Please do :). We're a bit early but very actively developing the system!

namibj · on Feb 27, 2023

Tetris doesn't seem impractical for analytical joins, though?

Granted, it needs a good datastructure; I'm waiting for a friend to find time to discuss options there.

I'm firmly of the belief that beyond-wcoj is a question of implementation, not of theoretical suitability in practical scenarios.

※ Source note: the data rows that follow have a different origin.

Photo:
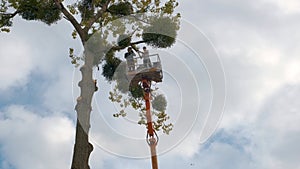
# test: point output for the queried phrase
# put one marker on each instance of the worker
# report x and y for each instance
(129, 58)
(146, 58)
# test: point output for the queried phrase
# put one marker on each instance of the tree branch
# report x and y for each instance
(71, 18)
(117, 48)
(97, 16)
(6, 18)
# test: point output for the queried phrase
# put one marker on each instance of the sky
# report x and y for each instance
(233, 102)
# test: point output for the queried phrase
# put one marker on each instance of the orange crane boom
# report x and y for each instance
(152, 137)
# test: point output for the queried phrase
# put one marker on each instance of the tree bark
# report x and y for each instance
(82, 147)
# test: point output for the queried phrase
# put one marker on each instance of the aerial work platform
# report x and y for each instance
(152, 72)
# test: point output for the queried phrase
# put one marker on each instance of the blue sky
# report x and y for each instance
(258, 44)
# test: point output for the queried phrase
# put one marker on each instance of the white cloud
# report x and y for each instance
(31, 141)
(16, 62)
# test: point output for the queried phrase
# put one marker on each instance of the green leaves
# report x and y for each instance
(121, 9)
(43, 10)
(159, 103)
(110, 65)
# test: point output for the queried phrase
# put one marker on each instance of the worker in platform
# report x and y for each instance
(146, 58)
(129, 58)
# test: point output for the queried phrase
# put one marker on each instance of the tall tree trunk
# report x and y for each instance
(82, 147)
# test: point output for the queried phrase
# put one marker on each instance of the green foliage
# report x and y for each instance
(125, 101)
(43, 10)
(86, 9)
(124, 40)
(161, 33)
(121, 9)
(136, 91)
(159, 103)
(110, 65)
(149, 21)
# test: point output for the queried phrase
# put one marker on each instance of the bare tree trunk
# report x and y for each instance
(82, 147)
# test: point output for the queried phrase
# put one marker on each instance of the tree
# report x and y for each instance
(102, 38)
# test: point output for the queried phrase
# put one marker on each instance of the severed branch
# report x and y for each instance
(74, 22)
(97, 16)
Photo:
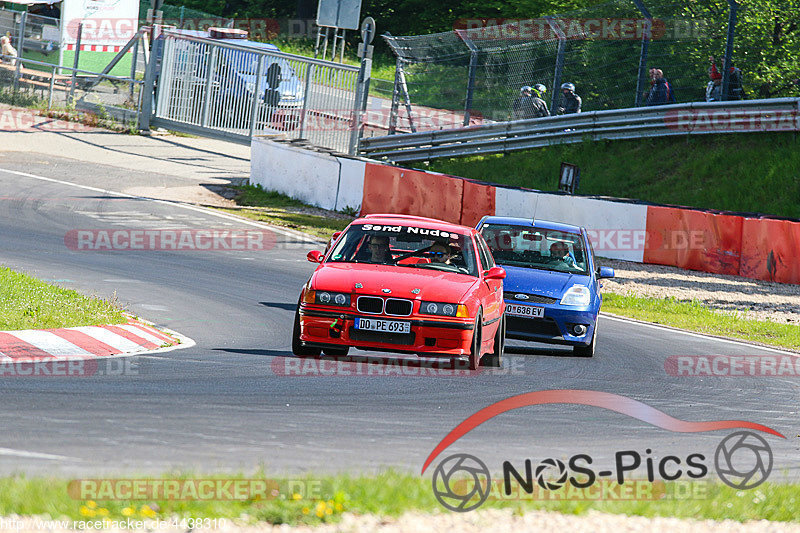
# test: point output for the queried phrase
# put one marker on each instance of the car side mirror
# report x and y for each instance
(495, 273)
(605, 272)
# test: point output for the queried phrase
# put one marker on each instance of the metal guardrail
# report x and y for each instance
(74, 89)
(778, 114)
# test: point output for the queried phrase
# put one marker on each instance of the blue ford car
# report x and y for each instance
(551, 290)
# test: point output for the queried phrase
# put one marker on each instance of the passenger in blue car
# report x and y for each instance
(559, 251)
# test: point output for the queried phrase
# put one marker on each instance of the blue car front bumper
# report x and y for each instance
(555, 327)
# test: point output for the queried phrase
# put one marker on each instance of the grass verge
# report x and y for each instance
(312, 500)
(694, 316)
(27, 303)
(275, 208)
(754, 172)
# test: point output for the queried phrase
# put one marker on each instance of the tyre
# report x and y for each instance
(587, 351)
(337, 352)
(297, 345)
(496, 358)
(475, 350)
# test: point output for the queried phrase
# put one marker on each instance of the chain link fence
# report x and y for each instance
(606, 51)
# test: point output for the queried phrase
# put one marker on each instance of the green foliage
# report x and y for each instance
(390, 493)
(27, 303)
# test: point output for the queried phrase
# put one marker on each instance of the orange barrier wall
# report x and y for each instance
(723, 244)
(478, 200)
(770, 250)
(694, 240)
(390, 189)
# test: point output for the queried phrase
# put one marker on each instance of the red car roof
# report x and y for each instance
(424, 222)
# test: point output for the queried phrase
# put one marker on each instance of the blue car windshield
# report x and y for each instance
(543, 249)
(406, 246)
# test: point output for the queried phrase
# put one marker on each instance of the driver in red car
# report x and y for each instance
(440, 253)
(379, 250)
(560, 251)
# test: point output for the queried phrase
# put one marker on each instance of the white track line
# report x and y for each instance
(118, 342)
(288, 233)
(699, 335)
(35, 455)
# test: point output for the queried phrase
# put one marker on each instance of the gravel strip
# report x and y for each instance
(752, 298)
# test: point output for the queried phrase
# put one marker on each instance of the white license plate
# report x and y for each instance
(386, 326)
(529, 311)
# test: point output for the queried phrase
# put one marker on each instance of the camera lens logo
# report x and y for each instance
(743, 460)
(461, 482)
(547, 466)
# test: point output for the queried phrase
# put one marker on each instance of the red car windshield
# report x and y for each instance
(530, 247)
(406, 246)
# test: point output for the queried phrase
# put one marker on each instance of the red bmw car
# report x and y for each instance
(399, 283)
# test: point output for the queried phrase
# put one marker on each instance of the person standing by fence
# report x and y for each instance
(522, 107)
(540, 106)
(570, 102)
(7, 50)
(661, 93)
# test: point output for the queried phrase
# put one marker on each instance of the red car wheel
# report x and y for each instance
(475, 351)
(297, 345)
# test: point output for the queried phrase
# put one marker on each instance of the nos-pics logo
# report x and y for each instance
(462, 482)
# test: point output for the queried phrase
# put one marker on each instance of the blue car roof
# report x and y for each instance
(534, 223)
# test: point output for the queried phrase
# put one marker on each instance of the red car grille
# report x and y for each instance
(391, 306)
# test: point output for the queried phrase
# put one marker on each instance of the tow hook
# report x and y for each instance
(336, 328)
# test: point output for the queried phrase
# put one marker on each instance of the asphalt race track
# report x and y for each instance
(224, 403)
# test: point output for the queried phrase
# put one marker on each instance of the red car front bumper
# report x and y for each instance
(430, 335)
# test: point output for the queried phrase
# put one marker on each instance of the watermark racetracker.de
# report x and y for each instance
(766, 365)
(132, 240)
(463, 482)
(380, 366)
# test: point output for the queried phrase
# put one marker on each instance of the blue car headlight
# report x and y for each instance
(332, 298)
(577, 295)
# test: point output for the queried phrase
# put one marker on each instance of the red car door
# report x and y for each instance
(493, 308)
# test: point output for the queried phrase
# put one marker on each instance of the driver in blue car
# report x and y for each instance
(560, 251)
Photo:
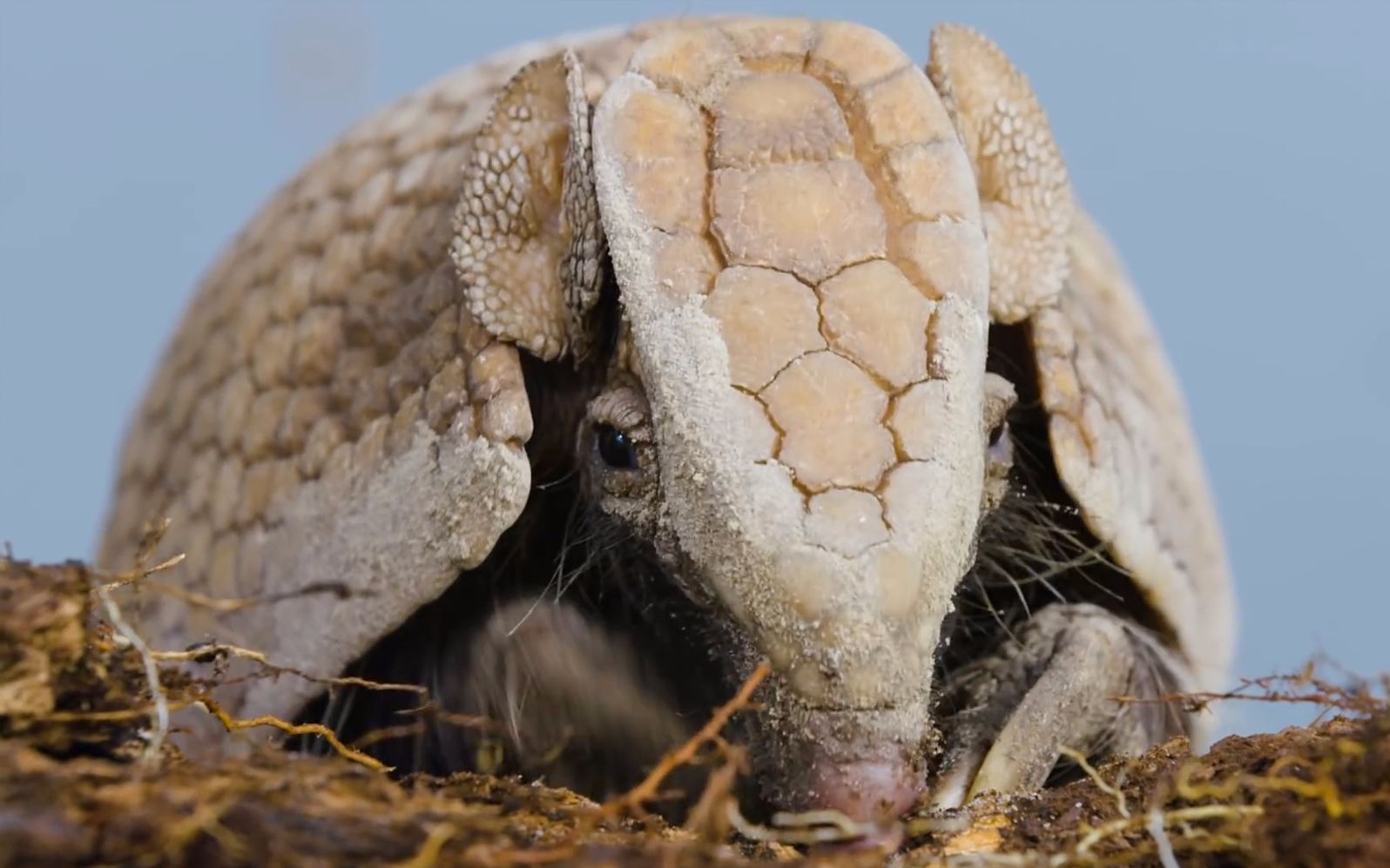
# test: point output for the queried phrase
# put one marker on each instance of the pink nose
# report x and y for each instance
(874, 792)
(869, 791)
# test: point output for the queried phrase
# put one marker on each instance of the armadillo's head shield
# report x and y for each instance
(797, 238)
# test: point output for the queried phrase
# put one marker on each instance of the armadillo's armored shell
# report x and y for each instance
(330, 414)
(1119, 432)
(1124, 450)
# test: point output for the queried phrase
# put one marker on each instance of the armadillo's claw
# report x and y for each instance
(1049, 688)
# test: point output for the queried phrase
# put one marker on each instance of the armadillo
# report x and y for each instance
(578, 382)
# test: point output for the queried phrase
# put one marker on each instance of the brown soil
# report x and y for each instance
(88, 777)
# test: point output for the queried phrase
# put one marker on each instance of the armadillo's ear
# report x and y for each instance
(1025, 192)
(529, 243)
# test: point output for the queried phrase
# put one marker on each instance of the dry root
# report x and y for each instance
(88, 775)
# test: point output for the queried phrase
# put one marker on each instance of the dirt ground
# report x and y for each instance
(88, 775)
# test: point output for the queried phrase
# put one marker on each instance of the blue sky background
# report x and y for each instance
(1236, 151)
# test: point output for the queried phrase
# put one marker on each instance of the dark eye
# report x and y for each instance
(616, 447)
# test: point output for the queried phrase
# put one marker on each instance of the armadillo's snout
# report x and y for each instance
(874, 791)
(862, 764)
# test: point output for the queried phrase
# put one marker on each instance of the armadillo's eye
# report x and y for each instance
(616, 447)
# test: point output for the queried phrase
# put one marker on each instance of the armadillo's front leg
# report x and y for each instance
(1052, 686)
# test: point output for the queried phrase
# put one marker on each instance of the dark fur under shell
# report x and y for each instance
(1033, 550)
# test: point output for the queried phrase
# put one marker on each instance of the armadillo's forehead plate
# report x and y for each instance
(797, 236)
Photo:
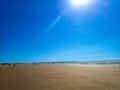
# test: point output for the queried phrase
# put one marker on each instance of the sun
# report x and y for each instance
(78, 3)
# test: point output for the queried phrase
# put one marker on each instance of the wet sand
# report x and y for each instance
(59, 77)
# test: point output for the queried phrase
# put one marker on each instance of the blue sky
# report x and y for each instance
(89, 33)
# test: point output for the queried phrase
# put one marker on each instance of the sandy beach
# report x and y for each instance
(59, 77)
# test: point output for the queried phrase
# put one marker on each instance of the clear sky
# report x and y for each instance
(38, 30)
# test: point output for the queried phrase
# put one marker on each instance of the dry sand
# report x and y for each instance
(59, 77)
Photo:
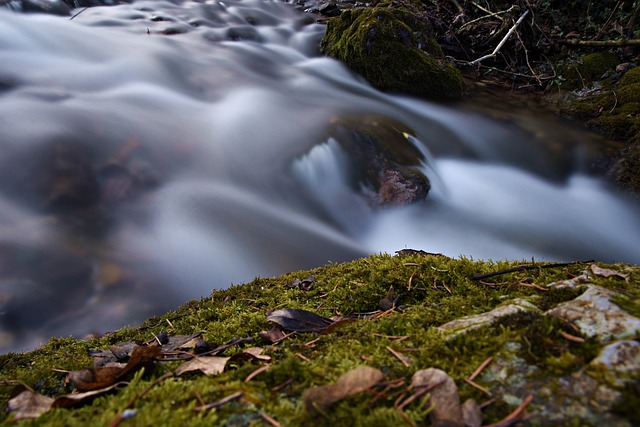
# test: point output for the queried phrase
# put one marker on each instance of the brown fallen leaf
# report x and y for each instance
(103, 376)
(76, 399)
(605, 272)
(354, 381)
(471, 413)
(274, 335)
(29, 404)
(208, 365)
(214, 365)
(305, 284)
(447, 410)
(292, 319)
(253, 353)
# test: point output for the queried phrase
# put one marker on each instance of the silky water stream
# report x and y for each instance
(154, 151)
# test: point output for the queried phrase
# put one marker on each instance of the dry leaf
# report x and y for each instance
(305, 284)
(256, 353)
(75, 398)
(605, 272)
(29, 404)
(299, 320)
(100, 377)
(209, 365)
(355, 381)
(471, 413)
(447, 411)
(274, 335)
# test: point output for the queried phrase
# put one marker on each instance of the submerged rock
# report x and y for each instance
(383, 163)
(392, 47)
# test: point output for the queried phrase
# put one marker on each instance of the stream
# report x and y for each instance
(154, 151)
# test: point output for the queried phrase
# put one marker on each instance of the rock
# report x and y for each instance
(383, 163)
(447, 410)
(393, 47)
(597, 316)
(617, 363)
(468, 323)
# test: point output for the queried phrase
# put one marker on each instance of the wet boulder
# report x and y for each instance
(383, 162)
(393, 47)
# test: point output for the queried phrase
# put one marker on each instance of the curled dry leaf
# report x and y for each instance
(447, 411)
(100, 377)
(274, 335)
(214, 365)
(605, 272)
(471, 413)
(299, 320)
(29, 404)
(355, 381)
(305, 284)
(208, 365)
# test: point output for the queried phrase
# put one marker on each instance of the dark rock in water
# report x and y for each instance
(383, 162)
(329, 9)
(54, 7)
(393, 47)
(39, 284)
(56, 177)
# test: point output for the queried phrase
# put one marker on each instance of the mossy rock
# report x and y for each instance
(394, 50)
(532, 352)
(586, 70)
(615, 110)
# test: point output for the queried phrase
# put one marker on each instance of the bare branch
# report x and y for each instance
(503, 41)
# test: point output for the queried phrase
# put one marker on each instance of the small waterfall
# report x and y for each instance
(156, 150)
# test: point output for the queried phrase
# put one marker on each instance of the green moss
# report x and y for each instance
(631, 77)
(587, 69)
(433, 289)
(393, 49)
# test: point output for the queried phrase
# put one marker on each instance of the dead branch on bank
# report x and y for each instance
(601, 43)
(503, 41)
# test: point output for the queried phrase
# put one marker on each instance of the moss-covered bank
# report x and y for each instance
(610, 102)
(392, 47)
(532, 353)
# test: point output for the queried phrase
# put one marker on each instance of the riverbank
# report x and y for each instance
(525, 339)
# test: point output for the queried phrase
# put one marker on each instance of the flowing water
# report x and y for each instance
(154, 151)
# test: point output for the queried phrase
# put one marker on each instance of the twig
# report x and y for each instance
(270, 420)
(491, 15)
(122, 417)
(485, 10)
(503, 41)
(220, 402)
(513, 417)
(601, 43)
(525, 267)
(399, 356)
(479, 387)
(606, 24)
(480, 368)
(256, 373)
(78, 13)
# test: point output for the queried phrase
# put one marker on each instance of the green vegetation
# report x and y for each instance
(430, 290)
(394, 49)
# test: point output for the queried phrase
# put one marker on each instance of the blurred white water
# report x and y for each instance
(224, 171)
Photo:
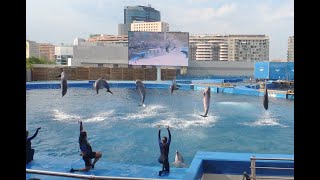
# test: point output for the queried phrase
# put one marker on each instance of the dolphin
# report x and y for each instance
(206, 101)
(100, 84)
(174, 86)
(142, 90)
(265, 99)
(64, 84)
(178, 160)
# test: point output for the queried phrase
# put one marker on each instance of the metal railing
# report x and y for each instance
(254, 167)
(81, 176)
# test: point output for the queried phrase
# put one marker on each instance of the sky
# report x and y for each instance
(61, 21)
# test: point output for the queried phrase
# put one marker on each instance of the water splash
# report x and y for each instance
(267, 119)
(62, 116)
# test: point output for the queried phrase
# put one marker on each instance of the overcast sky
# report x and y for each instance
(61, 21)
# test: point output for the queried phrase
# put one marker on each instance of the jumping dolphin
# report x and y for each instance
(265, 99)
(63, 85)
(178, 160)
(174, 86)
(142, 90)
(100, 84)
(206, 101)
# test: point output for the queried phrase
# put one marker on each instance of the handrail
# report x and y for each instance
(82, 176)
(254, 167)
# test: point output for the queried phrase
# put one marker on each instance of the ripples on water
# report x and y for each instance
(126, 132)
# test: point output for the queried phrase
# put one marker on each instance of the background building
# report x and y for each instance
(290, 53)
(32, 49)
(62, 54)
(137, 13)
(97, 54)
(206, 47)
(78, 41)
(47, 51)
(248, 48)
(150, 26)
(110, 39)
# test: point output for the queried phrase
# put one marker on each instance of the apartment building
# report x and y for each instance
(32, 49)
(137, 13)
(209, 47)
(47, 51)
(62, 54)
(150, 26)
(110, 39)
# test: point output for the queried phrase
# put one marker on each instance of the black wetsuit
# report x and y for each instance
(164, 152)
(29, 150)
(86, 147)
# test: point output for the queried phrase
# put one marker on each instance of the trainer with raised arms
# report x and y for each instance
(164, 145)
(86, 151)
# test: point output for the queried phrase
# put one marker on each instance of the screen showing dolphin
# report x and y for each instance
(158, 48)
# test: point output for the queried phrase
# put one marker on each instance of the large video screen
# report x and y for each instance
(158, 48)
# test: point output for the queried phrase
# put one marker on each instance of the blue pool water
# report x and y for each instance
(127, 133)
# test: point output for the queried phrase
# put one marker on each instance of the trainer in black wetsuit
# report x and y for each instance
(29, 150)
(86, 151)
(164, 151)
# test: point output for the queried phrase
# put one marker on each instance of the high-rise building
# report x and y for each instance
(290, 53)
(140, 13)
(78, 41)
(206, 47)
(110, 39)
(150, 26)
(32, 49)
(62, 54)
(47, 51)
(137, 13)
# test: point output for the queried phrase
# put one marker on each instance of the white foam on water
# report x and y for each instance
(266, 120)
(238, 104)
(145, 112)
(99, 117)
(194, 120)
(61, 116)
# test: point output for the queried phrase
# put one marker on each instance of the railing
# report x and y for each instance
(254, 167)
(78, 176)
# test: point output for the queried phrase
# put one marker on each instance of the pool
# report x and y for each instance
(127, 133)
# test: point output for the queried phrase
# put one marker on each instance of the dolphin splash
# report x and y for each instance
(265, 99)
(178, 160)
(174, 86)
(206, 101)
(142, 90)
(63, 84)
(100, 84)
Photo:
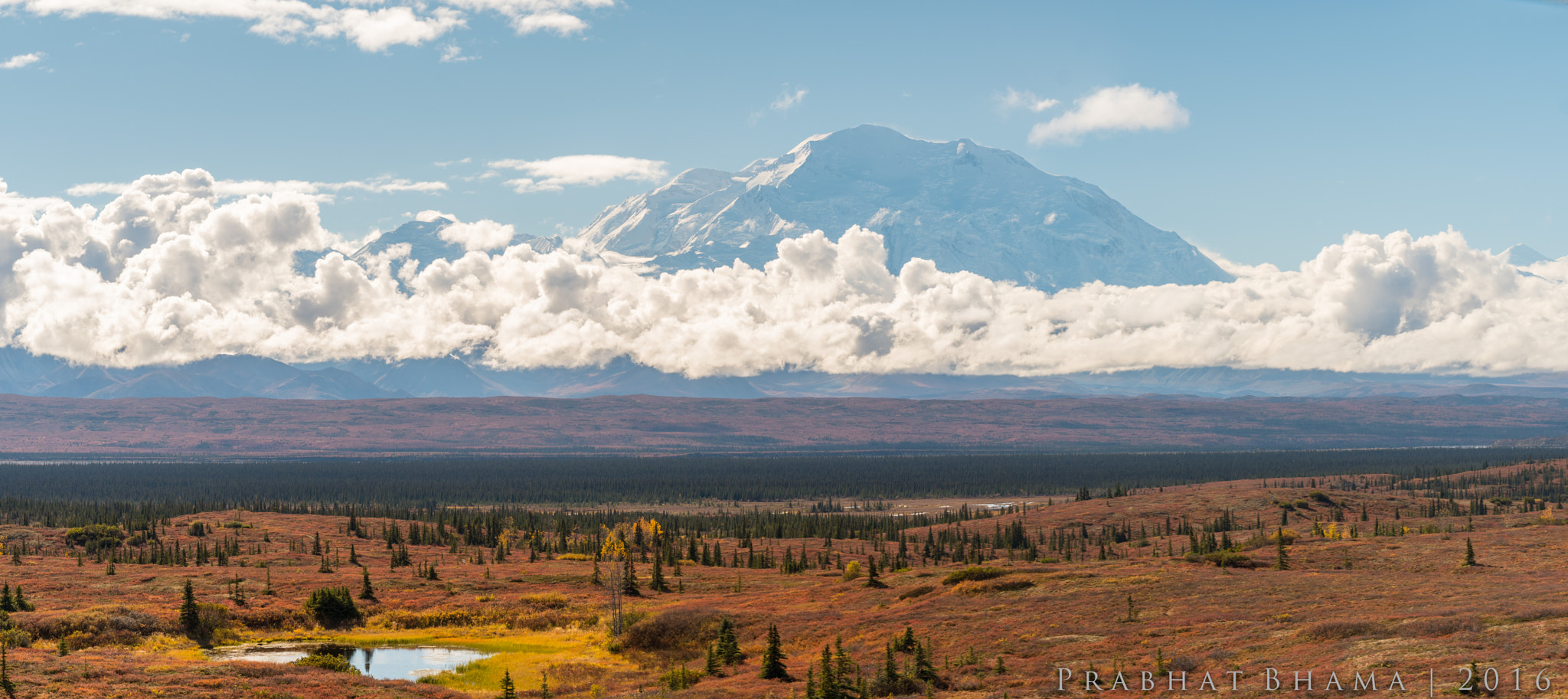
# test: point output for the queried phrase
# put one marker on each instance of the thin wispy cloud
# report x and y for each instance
(372, 28)
(1015, 99)
(22, 60)
(556, 175)
(786, 101)
(172, 273)
(233, 188)
(1122, 109)
(453, 54)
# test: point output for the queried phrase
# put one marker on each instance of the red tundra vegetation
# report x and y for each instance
(1343, 577)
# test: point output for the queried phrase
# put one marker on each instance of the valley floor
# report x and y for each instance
(1390, 599)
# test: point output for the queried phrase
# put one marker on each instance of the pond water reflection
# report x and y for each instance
(383, 663)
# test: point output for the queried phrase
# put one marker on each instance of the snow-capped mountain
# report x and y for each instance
(1523, 256)
(959, 204)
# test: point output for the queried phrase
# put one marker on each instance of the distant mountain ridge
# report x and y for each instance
(963, 206)
(234, 377)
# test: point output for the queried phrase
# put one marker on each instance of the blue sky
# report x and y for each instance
(1305, 121)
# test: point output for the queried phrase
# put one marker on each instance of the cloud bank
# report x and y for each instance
(201, 184)
(21, 61)
(556, 175)
(1015, 99)
(170, 272)
(1123, 109)
(372, 25)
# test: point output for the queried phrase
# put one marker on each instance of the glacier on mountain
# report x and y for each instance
(963, 206)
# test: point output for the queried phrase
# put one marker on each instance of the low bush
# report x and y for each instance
(332, 661)
(916, 591)
(681, 634)
(1537, 613)
(112, 626)
(1334, 630)
(333, 607)
(990, 586)
(974, 573)
(1439, 626)
(15, 639)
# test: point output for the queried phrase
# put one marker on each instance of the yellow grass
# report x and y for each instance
(524, 654)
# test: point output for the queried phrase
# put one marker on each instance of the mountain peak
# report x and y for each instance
(963, 206)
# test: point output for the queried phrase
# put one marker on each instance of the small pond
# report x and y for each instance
(383, 663)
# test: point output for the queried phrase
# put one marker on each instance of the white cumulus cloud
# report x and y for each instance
(231, 188)
(788, 99)
(172, 272)
(372, 25)
(22, 60)
(1123, 109)
(1015, 99)
(556, 175)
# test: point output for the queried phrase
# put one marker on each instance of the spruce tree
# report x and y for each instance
(1282, 558)
(366, 591)
(190, 615)
(508, 690)
(728, 646)
(656, 580)
(828, 679)
(629, 585)
(5, 675)
(773, 657)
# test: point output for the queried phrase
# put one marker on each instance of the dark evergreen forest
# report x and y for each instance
(595, 482)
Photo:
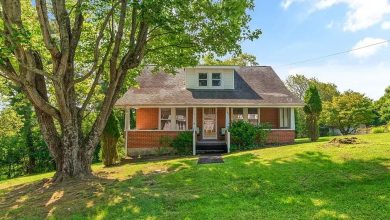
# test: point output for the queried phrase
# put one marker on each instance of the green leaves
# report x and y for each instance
(313, 103)
(348, 111)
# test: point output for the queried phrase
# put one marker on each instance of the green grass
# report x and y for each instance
(300, 181)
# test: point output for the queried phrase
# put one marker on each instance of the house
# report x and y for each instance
(205, 100)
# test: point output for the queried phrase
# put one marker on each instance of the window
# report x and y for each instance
(284, 117)
(166, 116)
(181, 115)
(238, 114)
(216, 79)
(202, 79)
(253, 116)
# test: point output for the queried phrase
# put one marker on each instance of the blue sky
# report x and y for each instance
(296, 30)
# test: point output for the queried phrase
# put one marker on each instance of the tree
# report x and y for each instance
(383, 106)
(56, 49)
(312, 109)
(242, 59)
(348, 111)
(110, 137)
(298, 84)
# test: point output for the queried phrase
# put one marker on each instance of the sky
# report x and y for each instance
(300, 30)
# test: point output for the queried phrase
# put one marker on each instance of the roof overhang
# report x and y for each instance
(239, 105)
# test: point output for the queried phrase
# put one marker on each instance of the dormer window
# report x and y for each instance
(202, 79)
(216, 79)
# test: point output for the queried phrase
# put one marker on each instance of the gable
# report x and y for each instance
(253, 86)
(194, 78)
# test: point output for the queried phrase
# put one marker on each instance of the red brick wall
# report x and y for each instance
(281, 137)
(147, 139)
(147, 118)
(271, 116)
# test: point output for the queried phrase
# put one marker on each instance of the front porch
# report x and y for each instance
(209, 125)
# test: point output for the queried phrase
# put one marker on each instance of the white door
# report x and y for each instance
(209, 123)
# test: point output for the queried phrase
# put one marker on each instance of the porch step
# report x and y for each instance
(211, 147)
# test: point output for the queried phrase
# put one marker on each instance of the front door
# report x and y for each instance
(209, 123)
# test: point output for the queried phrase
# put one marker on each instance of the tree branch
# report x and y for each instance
(77, 26)
(44, 24)
(97, 46)
(118, 38)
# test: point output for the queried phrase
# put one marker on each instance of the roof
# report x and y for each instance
(254, 86)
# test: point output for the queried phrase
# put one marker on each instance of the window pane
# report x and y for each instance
(216, 82)
(253, 116)
(166, 119)
(216, 76)
(284, 115)
(202, 82)
(181, 119)
(165, 113)
(238, 114)
(202, 75)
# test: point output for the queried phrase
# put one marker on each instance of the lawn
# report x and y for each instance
(300, 181)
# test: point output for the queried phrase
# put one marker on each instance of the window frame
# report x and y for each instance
(285, 118)
(257, 116)
(203, 80)
(219, 79)
(185, 119)
(238, 119)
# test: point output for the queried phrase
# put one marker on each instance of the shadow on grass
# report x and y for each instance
(307, 185)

semihsalihoglu · on Feb 27, 2023

If you have any good ideas about how to implement Tetris in a practical way, you can make a good impact here. This is the only work that I know that tried to implement these: https://arxiv.org/pdf/1503.04169.pdf (and excitingly published at GRADES workshop at SIGMOD, which I co-chaired twice and is very dear to my heart). But I talked to the authors and they all agree that despite the tone of the paper, they found them quite difficult to implement in a performant way.

So here's the problem. The core algorithmic step of "beyond wcojs" are "geometric resolutions". The core idea is to work with gaps in the space. So for example suppose we are joining two relations R(A), S(A) which is an intersection and suppose A is an integer domain. Suppose further than R's maximum A value is 100, and S's minimum value is 101. Then there is a gap of (100, \infty) in R's space and another graph (-\infty, 101) in S's space. If you "resolve/join" these gaps, you get a gap of (-\infty, \infty), which tells you in one operation that the join's output is empty.

On this simple query, this seems to work fine but if you have general relations (let alone non-integer data types) doing such geometric "resolutions" and finding efficient indices to index those "gaps" becomes quite challenging. But any good idea here will push the field!

mamcx · on Feb 27, 2023

I wonder if exist a byte-sized implementation of this algorithms.? As far I know all is part of big system...

semihsalihoglu · on Feb 27, 2023

Can you clarify what you mean by byte-sized implementations? There are several systems now that implement these algorithms, KuzuDB, Umbra, LogicBlox (the earliest was this) are examples I know. I'm sure more will come.

mamcx · on Feb 28, 2023

I mean one that could be seen in "one page"? Like a example using only arrays or similar, without the rest of the db?

sitkack · on Feb 28, 2023

What are your thoughts on "learned indexes"?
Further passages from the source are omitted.